What are your research interests? I am interested in how genetic variations drive neurodegenerative diseases. I work in the Todd lab, where we study microsatellite repeat expansion disorders (REDs) and repeat expansions can be throughout all regions of the gene (introns, exons, untranslated regions). Interestingly, the locations of these expansions that drive neurodegeneration can commonly be found in non-coding regions.
What do you hope is the outcome/impact of your research? In vivo mouse and complementary in vitro patient-derived data that provides rigorous evidence that will lead to clinical, RNA-based therapies for Fragile X-associated tremor/ataxia syndrome (FXTAS), the neurodegenerative disease I study.

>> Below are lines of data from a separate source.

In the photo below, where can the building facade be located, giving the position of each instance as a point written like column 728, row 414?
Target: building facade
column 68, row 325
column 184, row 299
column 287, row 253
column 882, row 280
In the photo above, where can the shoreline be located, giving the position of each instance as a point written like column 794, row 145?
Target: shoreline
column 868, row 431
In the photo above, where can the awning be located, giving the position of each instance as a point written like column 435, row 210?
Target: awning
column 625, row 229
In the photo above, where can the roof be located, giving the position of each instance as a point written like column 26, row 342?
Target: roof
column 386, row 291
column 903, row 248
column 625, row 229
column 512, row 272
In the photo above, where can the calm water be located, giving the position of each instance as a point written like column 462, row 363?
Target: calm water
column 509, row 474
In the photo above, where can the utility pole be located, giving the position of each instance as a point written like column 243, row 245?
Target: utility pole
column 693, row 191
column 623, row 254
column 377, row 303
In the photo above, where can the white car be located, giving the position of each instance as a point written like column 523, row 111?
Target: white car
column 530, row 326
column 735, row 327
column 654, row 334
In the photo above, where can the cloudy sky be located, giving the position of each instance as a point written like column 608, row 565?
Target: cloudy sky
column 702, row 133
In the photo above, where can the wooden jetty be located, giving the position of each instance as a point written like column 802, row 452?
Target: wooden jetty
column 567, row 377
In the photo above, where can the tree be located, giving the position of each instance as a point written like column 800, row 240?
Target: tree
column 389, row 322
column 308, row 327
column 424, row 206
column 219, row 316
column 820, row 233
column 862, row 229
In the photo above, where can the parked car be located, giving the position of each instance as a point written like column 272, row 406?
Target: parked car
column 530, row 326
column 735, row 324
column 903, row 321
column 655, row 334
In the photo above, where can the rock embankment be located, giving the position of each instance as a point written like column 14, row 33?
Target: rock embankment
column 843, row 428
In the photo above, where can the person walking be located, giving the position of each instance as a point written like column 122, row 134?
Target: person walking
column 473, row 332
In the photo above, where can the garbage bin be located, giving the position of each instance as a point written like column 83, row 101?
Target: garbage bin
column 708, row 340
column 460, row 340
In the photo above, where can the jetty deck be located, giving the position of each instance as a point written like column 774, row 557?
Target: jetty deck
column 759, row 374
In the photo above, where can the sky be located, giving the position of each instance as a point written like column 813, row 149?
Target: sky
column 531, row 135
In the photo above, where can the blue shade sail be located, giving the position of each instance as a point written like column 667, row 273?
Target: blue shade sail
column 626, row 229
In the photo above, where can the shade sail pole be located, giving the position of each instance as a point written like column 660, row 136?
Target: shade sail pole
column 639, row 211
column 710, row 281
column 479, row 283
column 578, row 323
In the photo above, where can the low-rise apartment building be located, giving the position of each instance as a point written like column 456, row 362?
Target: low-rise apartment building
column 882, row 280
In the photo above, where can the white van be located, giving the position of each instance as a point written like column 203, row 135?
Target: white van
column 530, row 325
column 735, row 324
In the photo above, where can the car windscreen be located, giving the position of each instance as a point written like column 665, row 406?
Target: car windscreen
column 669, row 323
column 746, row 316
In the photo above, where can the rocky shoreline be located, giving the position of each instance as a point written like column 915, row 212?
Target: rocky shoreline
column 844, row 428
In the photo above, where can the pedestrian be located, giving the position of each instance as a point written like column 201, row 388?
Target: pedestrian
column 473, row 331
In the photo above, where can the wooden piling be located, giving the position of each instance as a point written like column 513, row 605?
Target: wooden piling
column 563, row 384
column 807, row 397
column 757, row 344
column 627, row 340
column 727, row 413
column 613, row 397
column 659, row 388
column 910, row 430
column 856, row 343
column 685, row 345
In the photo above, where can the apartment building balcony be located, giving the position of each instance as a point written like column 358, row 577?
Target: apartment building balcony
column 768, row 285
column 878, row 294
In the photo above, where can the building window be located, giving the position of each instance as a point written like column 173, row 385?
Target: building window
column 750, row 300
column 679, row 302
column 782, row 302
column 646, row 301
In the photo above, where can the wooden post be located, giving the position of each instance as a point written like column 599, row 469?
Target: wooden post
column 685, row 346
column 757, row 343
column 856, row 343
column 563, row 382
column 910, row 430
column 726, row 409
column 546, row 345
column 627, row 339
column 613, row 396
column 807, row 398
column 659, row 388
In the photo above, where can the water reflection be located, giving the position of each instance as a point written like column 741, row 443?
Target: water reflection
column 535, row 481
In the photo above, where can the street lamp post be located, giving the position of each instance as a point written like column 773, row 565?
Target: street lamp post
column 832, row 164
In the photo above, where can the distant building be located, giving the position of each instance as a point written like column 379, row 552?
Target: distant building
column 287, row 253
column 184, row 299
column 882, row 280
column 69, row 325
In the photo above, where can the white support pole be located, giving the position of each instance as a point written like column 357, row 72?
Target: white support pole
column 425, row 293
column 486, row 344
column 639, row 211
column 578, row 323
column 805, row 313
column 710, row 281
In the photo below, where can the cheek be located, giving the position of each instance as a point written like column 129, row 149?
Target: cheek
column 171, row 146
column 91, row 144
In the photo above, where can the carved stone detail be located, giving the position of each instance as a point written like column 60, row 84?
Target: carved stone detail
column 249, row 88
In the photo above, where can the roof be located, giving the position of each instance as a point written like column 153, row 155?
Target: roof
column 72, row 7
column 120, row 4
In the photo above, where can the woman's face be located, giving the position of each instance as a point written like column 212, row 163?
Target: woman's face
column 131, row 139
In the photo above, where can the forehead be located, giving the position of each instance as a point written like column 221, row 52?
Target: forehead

What advice would you give to students who’d like to get more involved in research? Reach out to PIs and labs! On somewhat of a whim during my junior year at UMICH, I reached out to Dr. Samuel Kwon in MCDB because the research intrigued me, and I was offered a spot as a research technician. Ultimately, my time in Dr. Kwon’s lab in undergrad led me to pursue my PhD in Neuroscience here.
What profession other than your own would you like to attempt? To be a botanist and have my own climate-friendly conservatory that is open for everyone to enjoy.
What are your longer-term career aspirations? To have a job where I can explore my curiosities while also expanding the current breadth of knowledge in cellular and molecular neuroscience.